Solution in your hands

19:27, Jun 27 2012
tdn burnout
Burnouts on the grass at East End Reserve and other vandalism around the city has cost the council $10,000 over the last seven weeks, says Steve McGill

A call has gone out for a "digital army" within the community to help stop vandalism in their own backyard.

On the same day the Taranaki Daily News published a front page story about vandalism at East End, a burnt out rubbish bin was discovered at the skate park.

But New Plymouth District councillor Shaun Biesiek wants people to take advantage of modern technology to help dob in the hooligans.

Justice can be delivered with the quick snap of an iPhone, he said.

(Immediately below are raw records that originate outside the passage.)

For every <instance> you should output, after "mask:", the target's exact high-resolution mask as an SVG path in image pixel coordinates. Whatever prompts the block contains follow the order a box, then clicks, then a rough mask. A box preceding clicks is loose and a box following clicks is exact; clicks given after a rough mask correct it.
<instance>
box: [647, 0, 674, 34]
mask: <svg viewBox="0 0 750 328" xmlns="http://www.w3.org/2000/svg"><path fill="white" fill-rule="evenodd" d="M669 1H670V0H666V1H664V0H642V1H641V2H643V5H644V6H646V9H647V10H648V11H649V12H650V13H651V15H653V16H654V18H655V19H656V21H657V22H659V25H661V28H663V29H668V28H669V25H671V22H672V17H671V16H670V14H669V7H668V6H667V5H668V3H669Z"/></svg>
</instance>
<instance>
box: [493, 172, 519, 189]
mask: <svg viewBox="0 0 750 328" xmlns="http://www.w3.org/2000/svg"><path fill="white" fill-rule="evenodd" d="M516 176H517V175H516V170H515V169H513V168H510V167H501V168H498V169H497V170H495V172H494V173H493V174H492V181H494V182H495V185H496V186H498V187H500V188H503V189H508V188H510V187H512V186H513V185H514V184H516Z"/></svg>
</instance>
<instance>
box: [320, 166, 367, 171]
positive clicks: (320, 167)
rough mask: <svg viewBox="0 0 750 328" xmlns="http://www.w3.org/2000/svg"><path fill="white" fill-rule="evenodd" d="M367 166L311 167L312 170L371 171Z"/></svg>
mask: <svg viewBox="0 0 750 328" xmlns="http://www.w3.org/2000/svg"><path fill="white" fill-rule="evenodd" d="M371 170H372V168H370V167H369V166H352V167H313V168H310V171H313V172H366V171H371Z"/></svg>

The app "iCouncil" allows the user to take a photo and specify the problem type and location and submit it to the council. "I used it once for a pothole," he said.

He said it is a good way for people to anonymously report vandalism in their neighbourhood.


"That's why they get away with these things, because people don't bother to report it," he said.

The community should get behind the cause to prevent the damage.

"We should all be concerned about this," he said.

He found a Facebook friend in council hopeful Murray Chong, who wrote that council should give people a $200 reward for dobbing in the vandals, taken from a $500 minimum fine. "You will probably get their own mates confidentially dobbing them in just to get the $200 reward," he said.

Parks programmes manager Steve McGill said the vandalism cost the council about $1000 each time the barriers are smashed at East End.

He said the cost of the damage caused over the last seven weeks was more than $10,000.

But he said installing security cameras and building more fences is not the answer.

"We don't want to get into a siege mentality," he said.

"We don't want a fortified district, it's more about the offenders."

He said more barriers would ruin the aesthetic of New Plymouth parks and reserves.

Nearby resident Judy Holdom said it was a shame people were ruining the space for others.

"We spend a lot of time down there with our grandchildren, it's just so great for everyone, you don't want people spoiling it."

Her husband, John Holdom, said he thought a security camera would fix the problem.

"There is only one way in and out of there, a camera would solve it all very easily."

But Mr McGill said the council was reluctant to install cameras due to past failures.

He said there was also the issue of privacy with residential houses nearby as the camera would have to span 360 degrees.

The council has however put in cameras at the popular park-up spot Pig Out Point, on the other side of the reserve, to combat late night gatherings of troublemakers in the area.